Back at the pillar, she makes light of her actions. ‘I don’t care for sad music with my game of paroli’, she jests. She is no longer full of the self-satisfaction at her ordering of good deeds which she exhibited in the company of Sims and Lord Mortimer, and is not any more interested in using them to entrench or further her own position. It was a deed done directly and for its own sake, without undue reflection or calculation. She is no longer practicing philanthropy from a distance and has actively begun to play her part in helping in situ, ‘here, where they’re all about me’, as she had negatively put it to Hannay. Meanwhile, Sims approaches silently from behind the pillar.

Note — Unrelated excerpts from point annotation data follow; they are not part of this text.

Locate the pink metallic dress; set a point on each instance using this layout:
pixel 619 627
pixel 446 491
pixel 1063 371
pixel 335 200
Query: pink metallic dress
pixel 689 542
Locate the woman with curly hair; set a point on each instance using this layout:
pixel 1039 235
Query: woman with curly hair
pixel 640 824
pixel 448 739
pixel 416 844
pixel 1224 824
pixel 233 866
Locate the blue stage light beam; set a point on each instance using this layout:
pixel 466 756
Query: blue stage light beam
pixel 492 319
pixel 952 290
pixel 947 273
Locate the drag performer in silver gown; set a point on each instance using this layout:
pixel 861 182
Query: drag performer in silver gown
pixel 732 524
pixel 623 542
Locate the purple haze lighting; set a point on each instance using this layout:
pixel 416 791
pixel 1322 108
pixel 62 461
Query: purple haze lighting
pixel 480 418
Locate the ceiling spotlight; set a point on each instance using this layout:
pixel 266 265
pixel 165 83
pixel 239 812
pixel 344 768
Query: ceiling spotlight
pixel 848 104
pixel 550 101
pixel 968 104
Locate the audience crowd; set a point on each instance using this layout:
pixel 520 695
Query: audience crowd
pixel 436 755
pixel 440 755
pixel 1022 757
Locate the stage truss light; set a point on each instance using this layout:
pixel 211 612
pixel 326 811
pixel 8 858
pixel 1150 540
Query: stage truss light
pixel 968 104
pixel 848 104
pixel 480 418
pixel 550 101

He pats the cheek of the catatonic Madonna with a smile of pleasure which mixes recallection and anticipation. It’s a loathsome gesture which implies a history of abuse. Hearing the stakes being cheerfully called out from the table, he approaches. Dan the dog instinctively cowers, presumably in remembrance of past blows received. Sims introduces a note of sardonic insincerity to what had previously been an innocent gathering, recalling the guarded, calculating manners of the world of the Lord Mortimers beyond. ‘So nice to find you here amongst the upper classes, Mistress Bowen’, he mocks her. ‘I see you’ve joined what little we have of society’. Its narrow compass is in keeping with the proportion of ‘society’ in relation to the wider majority of the working populace in the world beyond the walls.

Mocking ideology
He suggests that she’s forgotten her reforming ideals, given that she’s been here a week and her only friends are ‘our nobility’. He feels the need to best her on ideological grounds. She maybe confined within his domain, under his suzerainty, but her ideas and ideals are still potent. They offer a challenge to his power, and on a more personal level, to his own worldview. Idealism is an affront to him, a personal insult. He speaks in mocking tones of ‘the brotherhood of man’, a refutation of the very notion of spiritual or moral values affecting the way in which the world is run or structured. She tells him that if he gives her the means (straw, soap and water) she will work for them to realise the egalitarian state embodied in the words. A model for the world beyond. She is seeking the kind of physical labour the very idea of which she and Varney had shied away from in the stonemason’s yard. The surroundings and company of Bedlam are having a transformative effect on her, but rather than dragging her down into madness, as Sims might have hoped, it is lifting her up and giving her emergent morality greater force and determination. It is imbuing her with an ideology grounded in direct experience. Sims departs, saying ‘I’ll leave you to dream of these Augean labours’. This is a reference to one of the labours of Hercules. (number five on his list) in which he was obliged to clean out the stables of King Augeas, which housed 3,000 oxen. Their immortality meant that they were able to produce a copious quantity of dung. This task was designed not to allow Hercules to display prodigious feats of strength or endurance, but to humble him through lowly and dirty physical labour. It didn’t achieve such a potentially beneficial end, since he cheated and rerouted the courses of a couple of nearby rivers. The use of such an analogy indicates once more Sims’ regard for his inmates as no more than filthy animals. Sims doesn’t believe that Nell will prove to have the character for such physical endeavour, which is well beyond what she has been used to in courtly circles, in which all such effort is provided for. The social provision which she envisages in this model world will go begging not due to lack of resources so much as a deficiency in reforming will. It is up to her to prove his cynicism unfounded, to rise to his challenge. The duel has recommenced.